Après cette réponse, je vois débarquer le Cheikh, un beau matin flanqué de son épouse, de quelques-uns de ses enfants, de ses lieutenants et certains de ses disciples et devant tout ce beau monde, il s’est mis à exposer notre vie conjugale. Il voulait m’inciter à parler, mais j’ai gardé le silence. Il m’a fait savoir que sa pension de retraite était très faible et il ne pouvait me donner que 25 000 FCfa, comme pension alimentaire pour notre enfant. Car à son avis, j’étais incapable de m’occuper de notre enfant. Puis, il m’a dit que son avocat Me Babou va entrer en contact avec moi pour que je signe les papiers du divorce. Le samedi dernier 30 novembre, Me Babou est venu à la maison, alors que la date convenue pour le rendez-vous était le lundi. Il a appelé mon oncle avant de venir. Mon oncle m’a transmis le message. Par la suite, Cheikh Béthio m’appelle pour me dire : «Maïmouna, je sais bien que tu es à la maison. Je sais que tu mens.» Je lui ai rétorqué que j’étais bel et bien à la maison et que Me Babou n’avait qu’à venir. Je les ai attendus jusque tard dans l’après-midi. Mais, aucune trace d’eux. Je suis sortie pour faire un Ziarr chez Serigne Saliou. En cours de route, Cheikh Béthio m’a appelée pour me dire qu’il m’attendait à la maison avec son avocat. Après avoir terminé mes Ziar au mausolée de Serigne Saliou, j’ai fait un tour chez l’épouse de Seigne Cheikh à qui j’ai raconté tous mes problèmes. Cheikh Béthio qui était en train de m’attendre a fait un tapage incroyable en ameutant tout le voisinage. Au retour, je ne l’ai pas trouvé à la maison.

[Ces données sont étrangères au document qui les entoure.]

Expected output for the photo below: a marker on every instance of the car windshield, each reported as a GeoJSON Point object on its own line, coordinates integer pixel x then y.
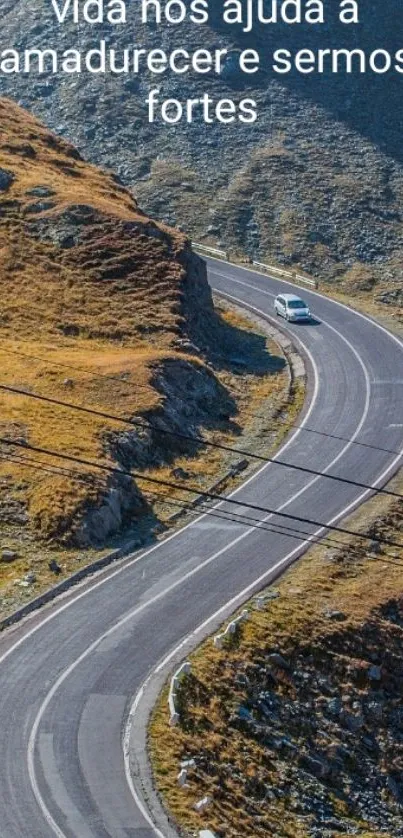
{"type": "Point", "coordinates": [296, 304]}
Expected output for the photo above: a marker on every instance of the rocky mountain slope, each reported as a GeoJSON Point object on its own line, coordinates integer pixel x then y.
{"type": "Point", "coordinates": [295, 727]}
{"type": "Point", "coordinates": [103, 308]}
{"type": "Point", "coordinates": [317, 181]}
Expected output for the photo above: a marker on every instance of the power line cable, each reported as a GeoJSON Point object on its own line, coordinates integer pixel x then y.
{"type": "Point", "coordinates": [196, 491]}
{"type": "Point", "coordinates": [198, 440]}
{"type": "Point", "coordinates": [170, 500]}
{"type": "Point", "coordinates": [138, 385]}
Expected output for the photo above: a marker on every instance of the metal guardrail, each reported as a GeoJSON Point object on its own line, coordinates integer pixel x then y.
{"type": "Point", "coordinates": [213, 250]}
{"type": "Point", "coordinates": [174, 714]}
{"type": "Point", "coordinates": [223, 254]}
{"type": "Point", "coordinates": [289, 274]}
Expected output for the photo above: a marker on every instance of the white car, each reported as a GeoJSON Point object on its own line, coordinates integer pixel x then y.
{"type": "Point", "coordinates": [291, 307]}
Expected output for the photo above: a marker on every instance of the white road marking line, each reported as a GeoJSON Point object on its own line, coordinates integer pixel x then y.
{"type": "Point", "coordinates": [138, 558]}
{"type": "Point", "coordinates": [173, 586]}
{"type": "Point", "coordinates": [231, 605]}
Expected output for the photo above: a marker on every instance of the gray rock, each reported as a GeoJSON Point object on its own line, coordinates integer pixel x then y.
{"type": "Point", "coordinates": [374, 673]}
{"type": "Point", "coordinates": [6, 179]}
{"type": "Point", "coordinates": [8, 555]}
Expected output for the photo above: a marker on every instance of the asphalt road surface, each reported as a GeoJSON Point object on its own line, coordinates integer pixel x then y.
{"type": "Point", "coordinates": [69, 674]}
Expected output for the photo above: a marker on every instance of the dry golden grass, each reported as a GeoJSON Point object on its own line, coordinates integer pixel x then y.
{"type": "Point", "coordinates": [89, 283]}
{"type": "Point", "coordinates": [356, 585]}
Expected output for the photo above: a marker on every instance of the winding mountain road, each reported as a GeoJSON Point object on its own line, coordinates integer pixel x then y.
{"type": "Point", "coordinates": [69, 673]}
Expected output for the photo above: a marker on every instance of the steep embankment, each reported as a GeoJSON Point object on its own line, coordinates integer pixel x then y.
{"type": "Point", "coordinates": [294, 728]}
{"type": "Point", "coordinates": [104, 308]}
{"type": "Point", "coordinates": [317, 181]}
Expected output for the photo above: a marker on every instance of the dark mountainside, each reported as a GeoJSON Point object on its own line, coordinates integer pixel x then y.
{"type": "Point", "coordinates": [316, 182]}
{"type": "Point", "coordinates": [100, 307]}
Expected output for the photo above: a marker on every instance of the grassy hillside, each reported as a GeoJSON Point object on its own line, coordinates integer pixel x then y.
{"type": "Point", "coordinates": [295, 725]}
{"type": "Point", "coordinates": [104, 308]}
{"type": "Point", "coordinates": [317, 181]}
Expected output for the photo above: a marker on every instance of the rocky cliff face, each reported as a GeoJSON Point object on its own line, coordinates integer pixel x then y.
{"type": "Point", "coordinates": [317, 181]}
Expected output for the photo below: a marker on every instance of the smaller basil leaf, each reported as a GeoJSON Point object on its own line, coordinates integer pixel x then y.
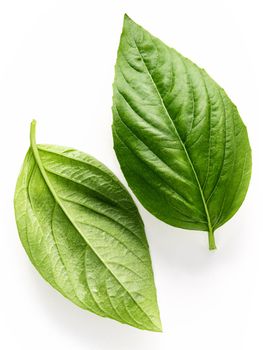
{"type": "Point", "coordinates": [83, 233]}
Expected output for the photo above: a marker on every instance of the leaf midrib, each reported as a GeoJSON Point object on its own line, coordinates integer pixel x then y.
{"type": "Point", "coordinates": [210, 229]}
{"type": "Point", "coordinates": [57, 199]}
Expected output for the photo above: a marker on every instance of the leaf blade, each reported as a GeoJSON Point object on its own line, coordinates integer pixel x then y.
{"type": "Point", "coordinates": [85, 236]}
{"type": "Point", "coordinates": [171, 120]}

«Comment le juge a avalisé les requêtes du chef»



Vendredi dernier, j’ai reçu une convocation du tribunal de Mbacké provenant de Me Babou pour le mercredi 4 décembre. J’ai été me rendre au tribunal le mercredi à 8h. Le juge m’a demandé si j’avais un avocat. Je lui ai répondu que non. Il m’a dit que de toute façon, je n’en aurai pas besoin pour le moment car, on en était à la phase de conciliation. Il m’a demandé de revenir à 17h 30. Finalement, le Cheikh est venu à 18 heures. Ils ont tout organisé en toute discrétion, afin que les travailleurs du tribunal ne se doutent de rien. Par la suite, on s’est retrouvé en tête-à-tête avec le juge et le greffier. Le juge a demandé si on voulait une conciliation, je lui ai dit que j’ai été convoqué et que j’en ignorais le motif. Il s’est tourné vers Cheikh Béthio avec la même question. Celui-ci lui a répondu qu’il ne peut pas y avoir de conciliation. Le greffier a tout noté. Quelques minutes après, Me Babou s’est présenté et a commencé sa plaidoirie. Il a dit que son client voulait récupérer son enfant et sa maison et qu’il était disposé à verser une pension de 50 000 FCfa par mois. Je leur ai dit que je ne parlerai pas sans la présence de mon avocat. Me Babou a continué sa plaidoirie et le juge a tout noté. Il nous a donné rendez-vous pour le 8 janvier. Et en quittant, le juge m’a dit qu’il avalisait toutes les requêtes du Cheikh. Le Cheikh m’a demandé de lui rendre sur le champ sa maison et son enfant.»

Ps : Une bonne partie de la soirée d’hier, L’Observateur a tenté de joindre Me Abdoulaye Babou, l’avocat de Cheikh Béthio Thioune dans cette procédure de divorce enclenchée contre sa cinquième épouse, Maïmouna Sao. En vain. Les multiples tentatives et les nombreux messages laissés sur le répondeur de l’avocat n’ont pu permettre de recueillir son avis. Malgré tout, nos colonnes lui sont largement ouvertes.